Dechter, in his mid-twenties at the time of this recording, has been keeping company with Clayton and Hamilton since he joined the rhythm section of their illustrious orchestra when he was only nineteen. He played the hell out the guitar back then and he's continued to mature at a rapid pace ever since. Right On Time (Capri, 2009) gave him an opportunity to spread his wings and fly as a leader for the first time, fronting the very same rhythm unit that gave him his first big break, and Takin' It There is round two from this team.
These guys have all made their individual and collective reputations on the fact that they keep better time than a Rolex, so this fact isn't really worth an at-length discussion. The leader's style, direction and vision, however, deserve comment. Dechter may be operating in the present, but it doesn't seem to be his favorite time. The young guitarist is a '50s and '60s jazz devotee and it comes through in every way. His song choices, which reference guitar greats likeWes Montgomery ("Road Song") and Barney Kessel ("Be Deedle Dee Do"), bossa nova kingpin Antonio Carlos Jobim ("Chega De Saudade") and trumpeter Lee Morgan ("Hocus Pocus") are the first indication. His playing, which is rooted in the Montgomery, Kessel andHerb Ellis schools, is the second signpost. Smoking single note lines, blues-based rejoinders and clean-toned melodies, which nod to those three guitar greats at different times, sing forth from Dechter's axe.
Familiar material is around every corner on this disc, but that doesn't mean it's run of the mill in execution. "Chega De Saudade" carries a certain degree of intensity in its being that's rarely encountered in other takes on this classic and "Come Rain Or Come Shine" is given a winning makeover. When Dechter and company put the classics aside, they prove equally capable of creating down-home feels and/or musical finery. "Together & Apart" is a mellow original from the leader which opens on some beautiful, cello-like arco work from Clayton, Josh Nelson's title track takes a little while to catch fire, but Dechter and Hendelman eventually fan the flames with some fine soloing, and Clayton's "Grease For Graham," powered by Hamilton's shuffling stick work, is a gas.
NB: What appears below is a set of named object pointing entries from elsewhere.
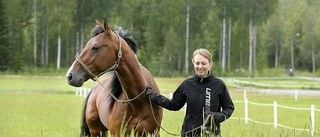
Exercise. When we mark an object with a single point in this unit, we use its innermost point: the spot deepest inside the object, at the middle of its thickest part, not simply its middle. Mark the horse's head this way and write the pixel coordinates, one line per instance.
(101, 54)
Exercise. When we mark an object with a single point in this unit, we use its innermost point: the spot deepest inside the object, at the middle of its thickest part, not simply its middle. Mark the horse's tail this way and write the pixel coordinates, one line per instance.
(84, 126)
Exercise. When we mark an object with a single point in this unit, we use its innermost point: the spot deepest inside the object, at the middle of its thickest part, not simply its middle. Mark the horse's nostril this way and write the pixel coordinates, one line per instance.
(69, 77)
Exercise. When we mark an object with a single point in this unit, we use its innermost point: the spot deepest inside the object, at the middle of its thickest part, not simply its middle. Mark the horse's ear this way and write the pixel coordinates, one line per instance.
(98, 23)
(106, 26)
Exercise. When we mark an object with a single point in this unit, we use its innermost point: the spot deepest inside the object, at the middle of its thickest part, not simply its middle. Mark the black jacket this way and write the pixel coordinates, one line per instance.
(193, 92)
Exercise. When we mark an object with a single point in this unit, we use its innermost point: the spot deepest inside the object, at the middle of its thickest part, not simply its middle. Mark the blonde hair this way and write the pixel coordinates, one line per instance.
(203, 52)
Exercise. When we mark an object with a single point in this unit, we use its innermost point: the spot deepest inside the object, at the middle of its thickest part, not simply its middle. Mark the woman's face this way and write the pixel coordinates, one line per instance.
(201, 65)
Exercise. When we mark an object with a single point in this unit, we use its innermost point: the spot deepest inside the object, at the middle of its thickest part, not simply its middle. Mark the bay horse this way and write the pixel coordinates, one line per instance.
(117, 103)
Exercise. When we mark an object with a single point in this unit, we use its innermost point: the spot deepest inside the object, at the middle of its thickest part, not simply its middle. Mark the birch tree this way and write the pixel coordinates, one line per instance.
(35, 33)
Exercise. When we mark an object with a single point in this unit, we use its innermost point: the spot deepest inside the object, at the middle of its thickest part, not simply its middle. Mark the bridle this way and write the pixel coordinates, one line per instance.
(113, 67)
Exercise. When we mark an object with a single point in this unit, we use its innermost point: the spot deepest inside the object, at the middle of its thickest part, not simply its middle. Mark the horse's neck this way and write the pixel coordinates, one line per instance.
(130, 74)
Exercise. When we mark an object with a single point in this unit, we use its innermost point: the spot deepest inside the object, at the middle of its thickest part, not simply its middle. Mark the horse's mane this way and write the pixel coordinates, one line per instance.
(126, 35)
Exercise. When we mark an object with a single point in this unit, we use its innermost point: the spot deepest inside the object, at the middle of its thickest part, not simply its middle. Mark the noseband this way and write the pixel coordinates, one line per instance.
(113, 67)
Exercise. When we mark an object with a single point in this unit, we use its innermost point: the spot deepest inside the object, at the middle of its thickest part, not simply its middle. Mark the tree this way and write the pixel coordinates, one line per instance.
(4, 43)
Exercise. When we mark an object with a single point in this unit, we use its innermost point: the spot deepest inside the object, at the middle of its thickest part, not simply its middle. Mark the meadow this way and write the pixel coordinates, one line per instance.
(46, 106)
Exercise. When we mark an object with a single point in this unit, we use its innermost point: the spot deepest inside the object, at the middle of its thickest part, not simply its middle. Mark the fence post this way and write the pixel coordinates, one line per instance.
(77, 91)
(312, 120)
(275, 113)
(80, 90)
(84, 92)
(246, 110)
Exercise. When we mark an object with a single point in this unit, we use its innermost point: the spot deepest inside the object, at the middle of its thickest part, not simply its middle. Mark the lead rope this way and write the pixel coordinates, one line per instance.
(173, 134)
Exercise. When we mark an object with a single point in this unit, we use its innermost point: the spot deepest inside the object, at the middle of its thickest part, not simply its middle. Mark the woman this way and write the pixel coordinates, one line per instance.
(207, 97)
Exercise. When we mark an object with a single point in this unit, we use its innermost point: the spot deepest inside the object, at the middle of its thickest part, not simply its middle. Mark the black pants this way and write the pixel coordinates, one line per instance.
(197, 133)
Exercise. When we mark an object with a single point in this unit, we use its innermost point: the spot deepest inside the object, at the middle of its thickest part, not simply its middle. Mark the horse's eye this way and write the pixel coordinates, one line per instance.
(95, 47)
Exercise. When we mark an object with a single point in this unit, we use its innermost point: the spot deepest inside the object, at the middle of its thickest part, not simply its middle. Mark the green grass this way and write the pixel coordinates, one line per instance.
(47, 106)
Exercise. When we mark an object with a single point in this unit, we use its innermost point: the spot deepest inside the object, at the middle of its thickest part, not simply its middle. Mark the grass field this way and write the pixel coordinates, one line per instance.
(46, 106)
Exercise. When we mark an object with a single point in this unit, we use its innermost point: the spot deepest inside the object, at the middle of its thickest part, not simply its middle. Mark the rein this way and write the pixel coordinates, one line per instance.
(113, 67)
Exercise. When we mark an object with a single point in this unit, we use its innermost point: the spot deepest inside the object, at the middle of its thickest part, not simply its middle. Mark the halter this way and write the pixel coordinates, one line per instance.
(113, 67)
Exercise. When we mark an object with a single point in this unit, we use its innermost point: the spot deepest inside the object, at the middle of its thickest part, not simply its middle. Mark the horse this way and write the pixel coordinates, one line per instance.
(117, 103)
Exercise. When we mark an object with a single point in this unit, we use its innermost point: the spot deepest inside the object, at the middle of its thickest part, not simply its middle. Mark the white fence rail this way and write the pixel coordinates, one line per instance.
(82, 91)
(275, 106)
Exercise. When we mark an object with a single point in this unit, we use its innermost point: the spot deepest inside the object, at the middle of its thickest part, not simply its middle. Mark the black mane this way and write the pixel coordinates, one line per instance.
(127, 36)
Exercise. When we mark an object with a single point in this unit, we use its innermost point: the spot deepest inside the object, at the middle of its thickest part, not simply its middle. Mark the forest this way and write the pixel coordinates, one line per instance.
(245, 36)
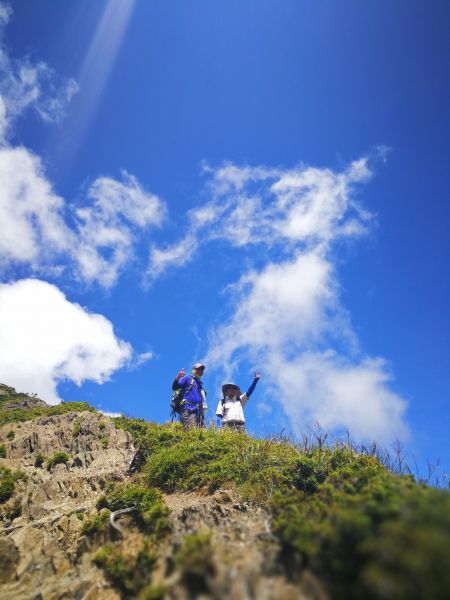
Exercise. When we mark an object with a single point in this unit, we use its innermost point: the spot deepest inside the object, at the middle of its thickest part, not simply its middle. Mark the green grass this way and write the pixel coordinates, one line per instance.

While some of the positive feedback for this recording will likely be focused on the established veterans, Dechter deserves his due. He may have the luxury of playing with the cream of the crop, but they don't carry him. Graham Dechter's playing is capable, confident and charismatic in every way.
Track Listing: 
Road Song; Be Deedle Dee Do; Chega De Saudade (No More Blues); Together & Apart; Takin' It There; Father; Grease For Graham; Hocus Pocus; Come Rain Or Come Shine; Amanda/Everytime We Say Goodbye.
Personnel: 
Graham Dechter: guitar; Tamir Hendelman: piano; John Clayton: bass; Jeff Hamilton: drums.